INFO] [01/30/2017 17:23:21.958] [mySys-akka.actor.default-dispatcher-14] [akka.cluster.Cluster (akka: // mySys)] Node cluster [akka.tcp: // mySys@127.0.0.1 : 2554] - A new incarnation of an existing participant [Member (address = akka.tcp: // mySys@127.0.0.1 : 2552, status = Up)] is trying to join.
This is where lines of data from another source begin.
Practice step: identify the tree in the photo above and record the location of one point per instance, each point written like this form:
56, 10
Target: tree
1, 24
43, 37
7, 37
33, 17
Existing ones will be removed from the cluster, and then the new member will be allowed to join. [INFO] [01/30/2017 17: 23: 21.959] [mySys-akka.actor.default-dispatcher-14] [akka.cluster.Cluster (akka: // mySys)] Node cluster [akka.tcp: / / mySys@127.0.0.1 : 2554] - marking is not available Node [akka.tcp: // mySys@127.0.0.1 : 2552] as [Down] [INFO] [01/30/2017 17: 23: 22.454] [mySys-akka. actor.default-dispatcher-2] [akka.cluster.Cluster (akka: // mySys)] Node cluster [akka.tcp: // mySys@127.0.0.1 : 2554] - The leader can fulfill his duties again [INFO] [01 / 30/2017 17: 23: 22.461] [mySys-akka.actor.default-dispatcher-2] [akka.cluster.Cluster (akka: // mySys)] Node cluster [akka.tcp: // mySys@127.0.0.1 : 2554] - The leader removes the unreachable Node [akka.tcp: // mySys@127.0.0.1 : 2552] [INFO] [01/30/2017 17: 23: 32.728] [mySys-akka.actor.default-dispatcher-4] [akka.cluster.Cluster (akka: // mySys)] Node cluster [akka.tcp: // mySys@127.0.0.1 : 2554] - Node [akka.tcp: // mySys@127.0.0.1 mySys@127.0.0.1 : 2552] - SAVE, roles [] [INFO] [01/30/2017 17: 23: 33.457] [mySys-akka.actor.default-dispatcher-14] [akka.cluster.Cluster (akka: // mySys)] Node cluster [akka.tcp: // mySys@127.0.0.1 : 2554] - The leader moves Node [akka.tcp: // mySys @ 12.0.0.1: 2552] to [Up] [INFO] [01/30 / 2017 17: 23: 37.925] [mySys-akka.actor.default-dispatcher-19] [akka.tcp: // mySys@127.0.0.1 : 2554 / remote / akka.tcp / mySys @ 127.0.0.1: 2552 / user / testActors / c1] The router is on the Actor path [akka.tcp: // mySys @ 12.0.0.1: 2552 / user / testActors # -630150507]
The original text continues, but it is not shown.